“Estamos indo para a Assembleia representando o povo de Pinheiros. Somos muitos atingidos, muitos foram embora e nem receberam a indenização que era de sua necessidade e seu direito” –  atingida Clemilda. 

“Vamos para a Assembleia Legislativa reivindicar nossos direitos” – atingido José Roberto.

Com esta motivação, mais de 50  pessoas atingidas de Itatiaiuçu saíram de suas comunidades e decidiram  reivindicar seus direitos na Audiência Pública na Assembleia Legislativa de Minas Gerais (ALMG). A Audiência foi realizada nesta segunda-feira, 11 de julho de 2022 e promovida pela Comissão de Direitos Humanos da ALMG.

O objetivo da Audiência foi debater as violações de direitos sofridas pela população de Itatiaiuçu devido ao risco iminente de rompimento da barragem da Mina de Serra Azul, da ArcelorMittal, e a ameaça de desabastecimento hídrico na Região Metropolitana de Belo Horizonte (RMBH) caso a Represa Rio Manso seja atingida. Para compor a mesa de debate foram convidados representantes da Comissão de Atingidos(as) de Itatiaiuçu, da Assessoria Técnica Independente da Aedas, do Ministério Público, da Defesa Civil e da ArcelorMittal. A Audiência Pública foi presidida pela Deputada Estadual Beatriz Cerqueira.

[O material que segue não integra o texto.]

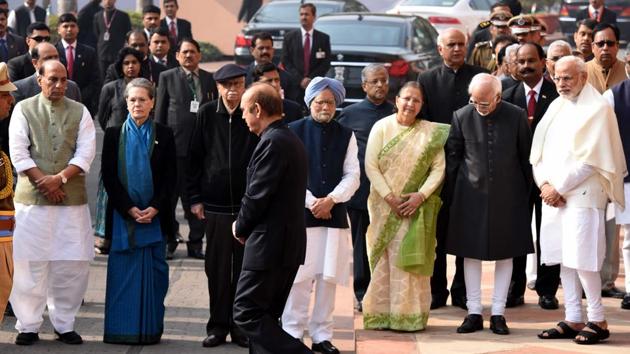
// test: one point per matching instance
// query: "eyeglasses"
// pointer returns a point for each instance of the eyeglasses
(41, 38)
(600, 44)
(377, 81)
(559, 79)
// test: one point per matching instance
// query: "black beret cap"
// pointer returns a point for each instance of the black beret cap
(229, 71)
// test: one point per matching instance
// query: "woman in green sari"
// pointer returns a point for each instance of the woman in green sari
(404, 161)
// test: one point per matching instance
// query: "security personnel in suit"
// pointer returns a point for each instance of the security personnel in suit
(20, 67)
(483, 53)
(306, 43)
(270, 224)
(220, 148)
(80, 60)
(11, 45)
(24, 15)
(534, 94)
(178, 28)
(183, 90)
(110, 27)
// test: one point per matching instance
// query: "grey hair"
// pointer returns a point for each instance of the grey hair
(511, 49)
(372, 68)
(485, 79)
(576, 61)
(440, 39)
(559, 43)
(141, 83)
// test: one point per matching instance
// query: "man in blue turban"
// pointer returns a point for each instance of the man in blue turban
(333, 177)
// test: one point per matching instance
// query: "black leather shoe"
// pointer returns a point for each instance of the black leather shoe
(613, 292)
(212, 340)
(548, 302)
(471, 324)
(459, 301)
(26, 338)
(325, 347)
(437, 302)
(71, 337)
(498, 325)
(197, 254)
(514, 301)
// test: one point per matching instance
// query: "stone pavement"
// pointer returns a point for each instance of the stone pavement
(524, 322)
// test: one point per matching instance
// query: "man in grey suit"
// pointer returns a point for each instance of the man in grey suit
(28, 87)
(181, 92)
(11, 45)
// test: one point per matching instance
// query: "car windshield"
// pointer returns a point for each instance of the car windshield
(444, 3)
(363, 33)
(289, 12)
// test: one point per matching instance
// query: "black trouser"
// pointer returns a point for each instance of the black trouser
(224, 257)
(359, 221)
(260, 299)
(548, 277)
(439, 283)
(197, 227)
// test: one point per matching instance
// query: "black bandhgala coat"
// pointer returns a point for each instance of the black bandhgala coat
(488, 183)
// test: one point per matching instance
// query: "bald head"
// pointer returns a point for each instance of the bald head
(452, 47)
(261, 105)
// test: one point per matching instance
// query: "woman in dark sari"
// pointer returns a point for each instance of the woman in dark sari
(139, 175)
(112, 111)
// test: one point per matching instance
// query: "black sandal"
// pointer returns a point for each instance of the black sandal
(592, 337)
(553, 333)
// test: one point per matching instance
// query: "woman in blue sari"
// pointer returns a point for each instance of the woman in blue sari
(139, 174)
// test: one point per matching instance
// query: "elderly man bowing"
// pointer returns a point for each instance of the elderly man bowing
(578, 165)
(52, 146)
(333, 177)
(488, 185)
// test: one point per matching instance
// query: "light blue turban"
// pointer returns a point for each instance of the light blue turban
(319, 84)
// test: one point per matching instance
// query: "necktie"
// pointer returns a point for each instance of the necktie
(69, 61)
(173, 31)
(307, 53)
(4, 51)
(531, 104)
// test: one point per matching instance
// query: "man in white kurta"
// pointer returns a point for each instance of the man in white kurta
(333, 178)
(52, 144)
(578, 165)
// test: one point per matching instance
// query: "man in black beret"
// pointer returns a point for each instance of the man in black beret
(220, 148)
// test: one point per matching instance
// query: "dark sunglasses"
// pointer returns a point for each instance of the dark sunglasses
(41, 38)
(601, 44)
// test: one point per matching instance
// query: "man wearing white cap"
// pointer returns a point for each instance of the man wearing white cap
(333, 177)
(7, 211)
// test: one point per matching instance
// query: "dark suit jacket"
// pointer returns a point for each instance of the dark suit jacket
(112, 108)
(86, 23)
(293, 54)
(172, 105)
(149, 70)
(516, 96)
(184, 30)
(164, 172)
(84, 72)
(16, 45)
(608, 16)
(120, 24)
(20, 67)
(272, 209)
(28, 87)
(290, 85)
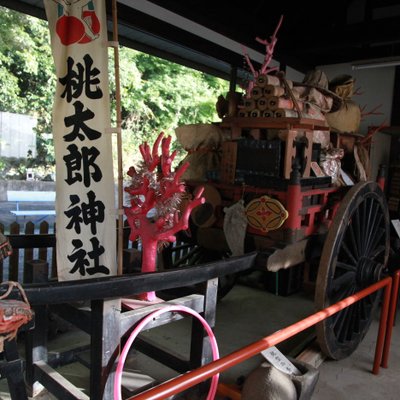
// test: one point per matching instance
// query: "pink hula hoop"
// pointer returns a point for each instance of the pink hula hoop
(142, 324)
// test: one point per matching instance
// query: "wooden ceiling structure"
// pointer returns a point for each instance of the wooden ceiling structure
(209, 35)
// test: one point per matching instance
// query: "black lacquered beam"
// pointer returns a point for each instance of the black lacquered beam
(131, 284)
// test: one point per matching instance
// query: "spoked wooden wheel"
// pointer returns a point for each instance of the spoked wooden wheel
(353, 257)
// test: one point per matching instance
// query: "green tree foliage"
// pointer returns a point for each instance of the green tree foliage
(156, 95)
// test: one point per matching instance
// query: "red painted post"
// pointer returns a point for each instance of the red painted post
(381, 178)
(392, 313)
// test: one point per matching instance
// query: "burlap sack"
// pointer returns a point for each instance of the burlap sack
(203, 143)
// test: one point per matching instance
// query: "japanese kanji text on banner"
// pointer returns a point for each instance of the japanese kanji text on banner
(85, 208)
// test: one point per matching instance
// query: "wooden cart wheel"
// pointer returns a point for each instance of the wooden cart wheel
(354, 255)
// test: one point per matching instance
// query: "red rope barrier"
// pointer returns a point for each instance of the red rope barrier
(205, 372)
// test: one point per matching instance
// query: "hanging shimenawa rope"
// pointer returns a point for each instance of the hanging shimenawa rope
(119, 139)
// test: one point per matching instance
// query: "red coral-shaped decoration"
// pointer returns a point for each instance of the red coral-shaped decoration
(156, 192)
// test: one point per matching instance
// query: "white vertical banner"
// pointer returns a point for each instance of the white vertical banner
(85, 206)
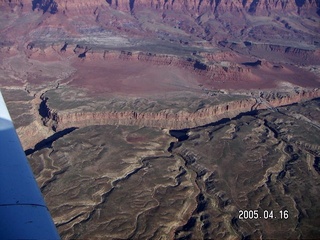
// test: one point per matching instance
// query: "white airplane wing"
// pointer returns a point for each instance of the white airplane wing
(23, 212)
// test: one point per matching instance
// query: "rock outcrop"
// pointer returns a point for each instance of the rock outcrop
(196, 7)
(179, 120)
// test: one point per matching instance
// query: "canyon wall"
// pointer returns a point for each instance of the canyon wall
(167, 119)
(258, 7)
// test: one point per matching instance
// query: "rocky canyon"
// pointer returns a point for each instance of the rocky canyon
(146, 119)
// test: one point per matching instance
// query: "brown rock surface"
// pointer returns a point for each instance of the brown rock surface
(163, 119)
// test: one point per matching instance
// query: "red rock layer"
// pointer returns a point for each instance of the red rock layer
(182, 119)
(193, 6)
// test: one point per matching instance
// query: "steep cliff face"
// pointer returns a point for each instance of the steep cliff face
(198, 6)
(175, 120)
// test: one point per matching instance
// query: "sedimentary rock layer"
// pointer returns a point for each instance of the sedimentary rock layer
(179, 120)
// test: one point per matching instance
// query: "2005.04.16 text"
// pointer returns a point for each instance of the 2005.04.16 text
(265, 214)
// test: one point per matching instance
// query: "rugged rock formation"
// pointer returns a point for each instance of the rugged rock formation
(180, 120)
(218, 6)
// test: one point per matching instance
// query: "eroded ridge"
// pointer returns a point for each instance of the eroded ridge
(130, 186)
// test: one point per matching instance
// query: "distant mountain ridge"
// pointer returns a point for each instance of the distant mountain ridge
(193, 6)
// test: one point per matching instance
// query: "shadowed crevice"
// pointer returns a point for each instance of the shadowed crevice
(47, 143)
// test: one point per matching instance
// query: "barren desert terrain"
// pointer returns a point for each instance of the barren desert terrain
(148, 119)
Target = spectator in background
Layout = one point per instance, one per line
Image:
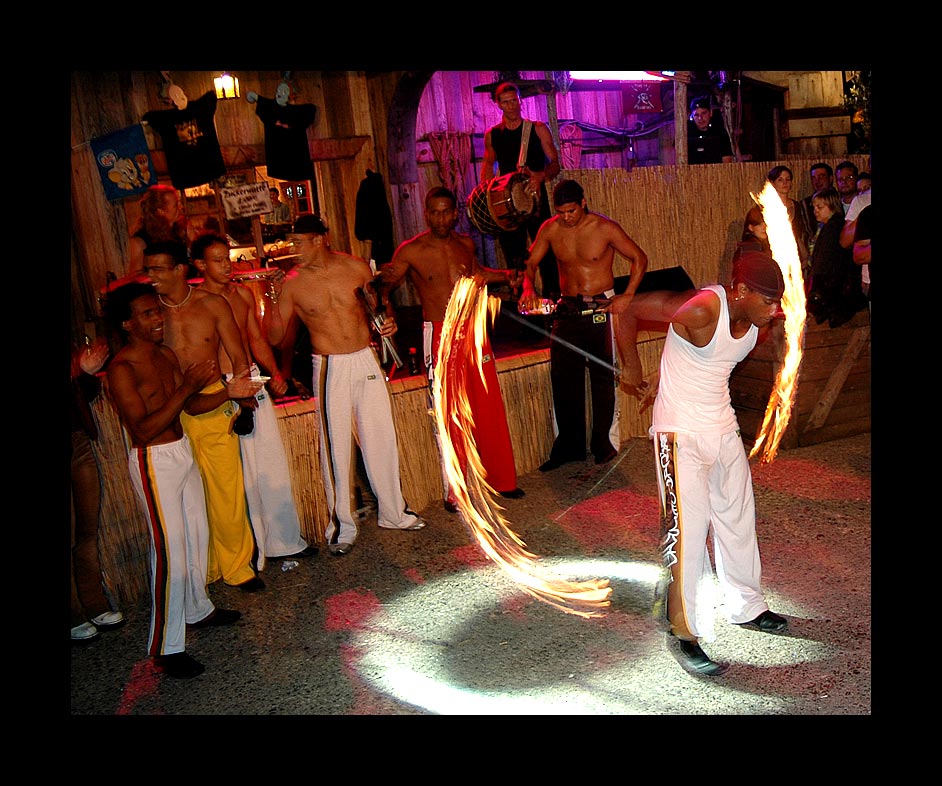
(91, 611)
(822, 177)
(755, 236)
(849, 231)
(835, 294)
(846, 173)
(162, 220)
(781, 179)
(862, 238)
(503, 145)
(707, 140)
(281, 211)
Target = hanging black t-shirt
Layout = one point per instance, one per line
(287, 154)
(190, 142)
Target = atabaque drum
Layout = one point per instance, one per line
(259, 281)
(502, 204)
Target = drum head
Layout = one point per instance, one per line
(479, 212)
(501, 204)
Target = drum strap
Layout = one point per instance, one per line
(524, 143)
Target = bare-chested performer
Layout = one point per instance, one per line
(272, 509)
(434, 260)
(353, 400)
(199, 326)
(150, 392)
(584, 244)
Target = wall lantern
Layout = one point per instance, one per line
(227, 85)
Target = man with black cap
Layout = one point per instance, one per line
(328, 291)
(707, 140)
(703, 471)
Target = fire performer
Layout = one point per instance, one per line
(584, 244)
(353, 399)
(703, 472)
(434, 260)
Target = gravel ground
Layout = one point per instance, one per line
(421, 623)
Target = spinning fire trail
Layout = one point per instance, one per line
(462, 337)
(785, 252)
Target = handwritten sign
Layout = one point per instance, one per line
(247, 200)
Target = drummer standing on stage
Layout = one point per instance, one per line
(502, 143)
(584, 244)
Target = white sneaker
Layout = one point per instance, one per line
(108, 620)
(84, 632)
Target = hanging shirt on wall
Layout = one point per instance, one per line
(287, 153)
(190, 142)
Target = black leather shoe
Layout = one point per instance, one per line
(217, 619)
(515, 494)
(179, 665)
(767, 622)
(252, 585)
(696, 661)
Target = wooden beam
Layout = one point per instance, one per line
(332, 149)
(836, 381)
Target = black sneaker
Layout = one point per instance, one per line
(767, 622)
(696, 661)
(179, 666)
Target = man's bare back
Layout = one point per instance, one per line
(433, 265)
(585, 253)
(192, 330)
(324, 296)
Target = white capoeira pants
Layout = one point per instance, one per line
(705, 480)
(268, 490)
(353, 404)
(167, 481)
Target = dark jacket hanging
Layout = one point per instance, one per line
(373, 217)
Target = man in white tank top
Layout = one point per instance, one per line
(703, 471)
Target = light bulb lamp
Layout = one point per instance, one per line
(227, 85)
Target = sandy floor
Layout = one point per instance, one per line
(421, 623)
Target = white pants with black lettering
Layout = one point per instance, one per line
(705, 481)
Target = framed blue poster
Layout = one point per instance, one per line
(124, 162)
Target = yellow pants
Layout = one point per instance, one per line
(216, 449)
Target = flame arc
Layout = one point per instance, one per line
(785, 252)
(463, 333)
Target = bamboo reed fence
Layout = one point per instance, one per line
(687, 216)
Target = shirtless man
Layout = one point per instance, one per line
(325, 291)
(198, 326)
(272, 509)
(150, 392)
(584, 244)
(434, 260)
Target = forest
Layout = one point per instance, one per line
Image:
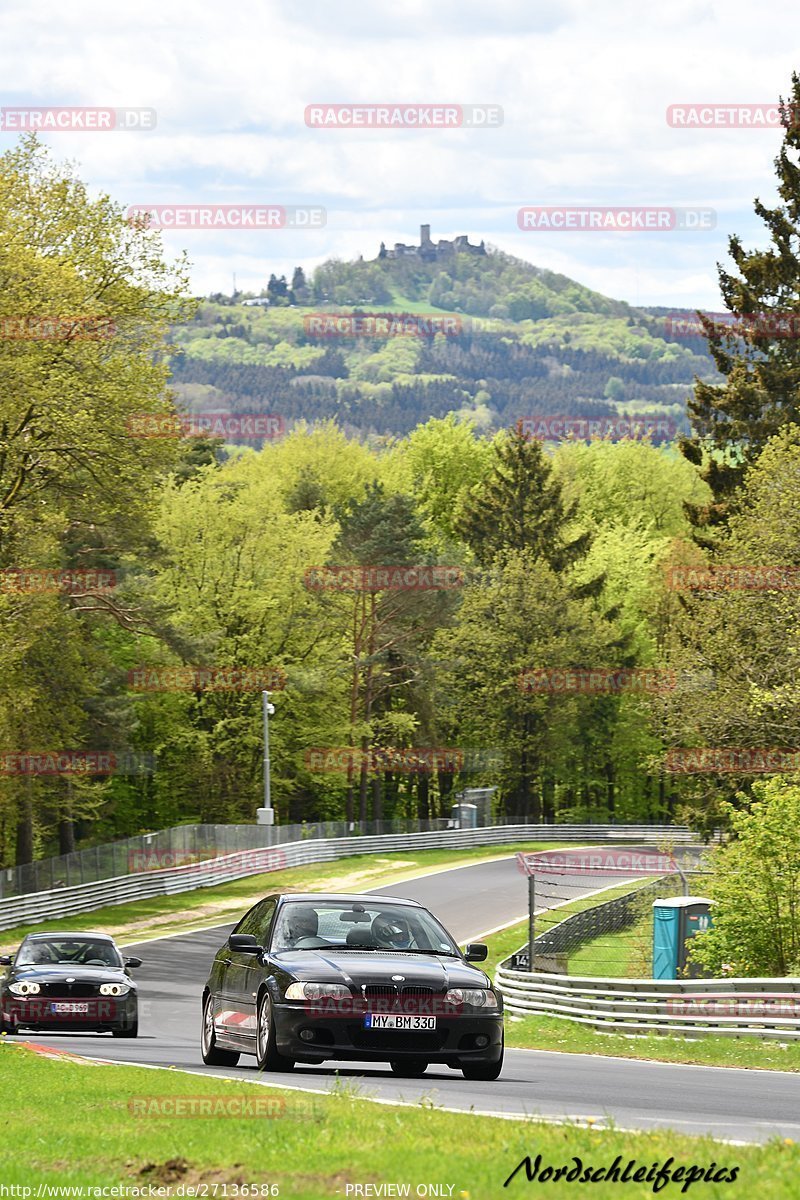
(433, 598)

Durante a audiência, a atingida Luzia Soares de Souza, lembrou que existem mais 400 pessoas atingidas no território à espera do cadastro e que aguardam em uma lista de espera.  “Hoje em Itatiaiuçu temos uma lista de espera de mais de 455 famílias, a lista de espera vem vindo a quase 2 anos, não somos reconhecidos como atingidos e atingidas. Não está fácil, a cada dia que passa a nossa luta fica um pouco pior, a gente espera ser ouvido, a gente espera ser atendidos, a gente espera que essa negociação se iguale para todos, tanto os que estão cadastrados e que tenham uma reparação justa e os que não estão para entrar nesta lista também”, enfatizou Luzia. 

Os atingidos Marcio Piedade e Ezequiel Matias recordaram a situação dos sitiantes e dos caseiros(as). “Os sitiantes não podem acessar suas casas e os caseiros perderam sua casa e seu emprego. Minha esposa era caseira, podia ser dona de casa e trabalhar ao mesmo tempo. Hoje não tem nada disso”, afirmou Ezequiel.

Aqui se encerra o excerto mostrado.